Inspiration
We noticed a critical gap in AI — models often ignore voices from marginalized communities because their knowledge doesn’t exist in mainstream datasets. This perpetuates bias in AI reasoning, especially around sustainability and social justice. EquiNet was inspired by the idea of creating a universal embedding space that centers these underrepresented voices so AI can think more inclusively.
What it does
EquiNet transforms fragmented, marginalized knowledge into a shared neural representation space. Users can:
- Query this knowledge space using natural language.
- Retrieve results from grassroots blogs, local news, NGO reports, oral histories, and academic sources.
- Visualize the results in an interactive fairness map that shows bias and representation.
- Save queries, track fairness over time, and generate insight reports.
At its core, EquiNet is an AI-powered fairness explorer that bridges knowledge gaps to make AI reasoning equitable.
How we built it
We combined:
- Data Collection: Crawled grassroots blogs, local news, and compiled PDF reports from NGOs and think tanks.
- Data Processing: Extracted text and metadata, cleaned and normalized datasets.
- Representation Learning: Used a multilingual embedding model to vectorize the content.

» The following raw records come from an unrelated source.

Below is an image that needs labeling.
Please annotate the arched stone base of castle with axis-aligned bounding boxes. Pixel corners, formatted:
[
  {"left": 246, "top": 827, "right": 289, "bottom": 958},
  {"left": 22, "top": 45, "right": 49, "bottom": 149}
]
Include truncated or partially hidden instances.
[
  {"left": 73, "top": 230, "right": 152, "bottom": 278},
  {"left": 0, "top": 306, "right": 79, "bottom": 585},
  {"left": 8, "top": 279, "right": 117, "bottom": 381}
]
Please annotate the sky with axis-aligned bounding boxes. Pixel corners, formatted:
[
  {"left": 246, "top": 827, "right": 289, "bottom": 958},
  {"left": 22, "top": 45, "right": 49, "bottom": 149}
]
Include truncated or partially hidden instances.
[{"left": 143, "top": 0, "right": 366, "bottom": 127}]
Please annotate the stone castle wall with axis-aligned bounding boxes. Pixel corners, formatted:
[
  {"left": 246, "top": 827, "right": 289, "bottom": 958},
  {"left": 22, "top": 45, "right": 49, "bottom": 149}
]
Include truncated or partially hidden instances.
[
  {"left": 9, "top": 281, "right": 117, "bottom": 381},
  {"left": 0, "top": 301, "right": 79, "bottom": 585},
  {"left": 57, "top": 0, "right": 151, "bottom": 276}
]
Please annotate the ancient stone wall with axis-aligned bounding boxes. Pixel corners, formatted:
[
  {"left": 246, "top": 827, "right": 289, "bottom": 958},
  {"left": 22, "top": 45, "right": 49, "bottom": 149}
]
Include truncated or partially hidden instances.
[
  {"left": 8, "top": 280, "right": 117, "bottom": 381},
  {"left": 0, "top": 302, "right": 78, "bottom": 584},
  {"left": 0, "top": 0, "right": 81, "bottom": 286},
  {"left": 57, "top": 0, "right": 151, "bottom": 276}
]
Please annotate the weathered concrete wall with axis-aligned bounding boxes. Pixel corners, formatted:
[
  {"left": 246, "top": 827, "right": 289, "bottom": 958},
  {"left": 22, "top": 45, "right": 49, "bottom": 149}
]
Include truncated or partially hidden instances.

- Bias Alignment: Applied embedding normalization to equalize representation of voices.
- Search & Retrieval: Implemented a FAISS-based similarity search for efficient querying.
- Frontend: Built an intuitive interface with query input, results feed, fairness visualization, and dashboards.
- Authentication: Integrated Auth0 for user profiles and saved queries.
- Backend: Designed REST APIs to handle querying, saving, visualization generation, and user dashboards.
Challenges we ran into
- Data Diversity: Finding high-quality datasets for marginalized voices in different languages and formats was difficult.
- Bias Alignment: Ensuring embeddings fairly represent minority voices without losing context required experimentation.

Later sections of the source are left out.